Thursday, December 31, 2015

Healthy Holiday Cleaning

The holidays can mean having a lot of people over to the house which means a lot of cleaning. But instead of reaching for the bleach or drain cleaner, take the time to read the labels and follow the directions. Many of the cleaning products available in stores today are hazardous. You can tell by reading the signal word and precautionary statements. The signal words are: Warning, Caution, or Danger on the label.

Sure, we see these words on labels all the time, but what do those labels actually mean?

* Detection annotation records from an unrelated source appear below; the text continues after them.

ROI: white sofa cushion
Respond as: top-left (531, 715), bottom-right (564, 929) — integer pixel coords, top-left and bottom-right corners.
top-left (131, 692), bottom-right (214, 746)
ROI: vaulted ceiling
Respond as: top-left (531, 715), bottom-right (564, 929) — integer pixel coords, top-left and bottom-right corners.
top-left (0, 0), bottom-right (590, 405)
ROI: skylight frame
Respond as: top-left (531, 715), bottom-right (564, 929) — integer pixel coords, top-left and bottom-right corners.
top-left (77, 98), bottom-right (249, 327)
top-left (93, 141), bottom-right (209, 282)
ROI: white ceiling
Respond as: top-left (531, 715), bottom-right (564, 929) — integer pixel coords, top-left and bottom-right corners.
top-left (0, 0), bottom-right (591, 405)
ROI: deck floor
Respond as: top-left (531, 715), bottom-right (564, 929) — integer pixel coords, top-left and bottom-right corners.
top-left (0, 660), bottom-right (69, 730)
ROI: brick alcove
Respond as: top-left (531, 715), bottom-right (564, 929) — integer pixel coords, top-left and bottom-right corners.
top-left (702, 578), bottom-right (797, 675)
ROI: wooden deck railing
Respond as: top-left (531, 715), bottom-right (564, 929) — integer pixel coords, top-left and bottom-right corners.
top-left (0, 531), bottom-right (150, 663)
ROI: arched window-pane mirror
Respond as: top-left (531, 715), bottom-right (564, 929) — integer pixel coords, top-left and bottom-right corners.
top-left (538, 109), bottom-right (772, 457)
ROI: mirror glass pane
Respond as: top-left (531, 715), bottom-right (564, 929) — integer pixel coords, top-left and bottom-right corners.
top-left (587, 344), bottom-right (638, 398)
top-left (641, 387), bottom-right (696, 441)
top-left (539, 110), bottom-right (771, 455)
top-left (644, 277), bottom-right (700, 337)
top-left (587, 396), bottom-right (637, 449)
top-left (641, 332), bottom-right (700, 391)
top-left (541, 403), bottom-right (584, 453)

According to the the Federal Hazardous Substances Act (FHSA) household hazardous products must be labeled accordingly. It was decided that there should be three levels of labeling.

Warning or Caution:
These labels indicate that a product may be “moderately toxic, corrosive, reactive, or flammable”.
This is the second ‘level’ of toxicity and means that a product is highly toxic, flammable, or corrosive. It can cause injury to you through ingestion or skin exposure.
This is the highest level of toxicity that can be listed and means that the product can cause injury or even death if ingested, inhaled, or absorbed through the skin.

Choosing safer products

The best way to reduce hazardous exposures to you and your family is to use green cleaning methods or by choosing the least hazardous product available when shopping. There are many cleaning products available with hazards low enough to not require one of the signal words. There are also several recipes to create your own green cleaners that are easy and mainly use common household products such as baking soda and vinegar. If you must use a hazardous product, make sure you read the label, use the safety precautions described, and follow the directions. Simply using the product as directed with the best possible safety precautions can reduce exposures.
So the next time your drain is clogged or there’s a stain on your bathroom wall reach for a safer alternative. And you won’t have to worry about toxic exposures for you, your household, your guests and pets.

You can find more tips on how to reduce your family’s exposure to toxins through our Healthy Home Companion.


Monday, December 21, 2015

5 Tips for Safer Holiday Food

One of the most common things to do during the holiday season is prepare food. Here are some tips for safer holiday food.

1. Wash your hands thoroughly and often.
Raw meat and eggs can contain bacteria that can make us sick. Washing your hands with soap and warm water will help reduce the risk of bacteria spreading. Frequent hand-washing also helps reduce the spread of other germs and tiny bits of toxic chemicals that get on our hands as we go about our daily routines.

2. Use a meat thermometer.
Ham, turkeys, and other types of meat are popular this time of year and it’s easy to underestimate how long they should be cooked. Use a meat thermometer to cook meat to its safe minimum cooking temperature. Kitchen thermometers make a great holiday gift!

3. Refrigerate promptly.
Bacteria can grow quickly on cooling food, especially meat. Try to put everything in the fridge as soon as you’re done using it so that bacteria don’t have a chance to grow.

4. Separate, don’t contaminate!
When preparing food, designate one cutting board for meat (including poultry, seafood and eggs) and one for everything else. This will prevent any of the bacteria on meat from getting into other food. Here are some other tips for preventing cross-contamination.

5. Use glass or ceramic containers to store food.
Plastic containers contain phthalates and BPA chemicals linked to long term illness. Even containers that are BPA Free can still contain other chemicals with health concerns. Using glass or ceramic containers to store food reduces exposure to these potentially harmful chemicals.

For more information on foodborne illness visit the CDC’s website.

Thursday, December 10, 2015

How to have a ‘Green,’ Healthy and Safe Holiday

If you’re like a lot of people around the holidays, you like to decorate! And this can mean strings and strings of colored lights wrapped around a tree or your house. While these lights are beautiful and help bring about holiday cheer, they also can be costly and, sometimes, hazardous. LED string lights are becoming more common and not only reduce your energy bills around the holidays, but also don’t burn or break as easily as conventional string lights. Nothing like saving ‘green’ while being green! Many holiday lights contain lead, which is toxic to the brain and especially toxic for children whose brains are still developing. Keep small children from touching holiday lights when possible and have everyone wash hands thoroughly after touching holiday lights.

Burning candles releases volatile organic compounds (VOCs) into your indoor air. These VOCs are tiny chemical particles can irritate lungs and cause symptoms in people with asthma or allergies. Candles also present fire and burn hazards especially if there will be small children and pets present in your home. Instead of using real candles, consider using LED candles which give the same warm glow, without all of the fine particulate matter. They also last much longer than conventional candles and can save you money! If you burn candles for a warm holiday scent, try simmering cinnamon sticks in water on the stove instead.

And finally, a holiday tree can be a center point to the holidays. It can be a tradition from some to go cut one down and bring it inside without realizing what they’re hauling in with it. Trees, being plants, carry pollen with them which can cause seasonal allergic rhinitis, more commonly known as ‘hay fever’. If anyone in your home has allergies and asthma it may benefit your whole family to go with an artificial tree this year!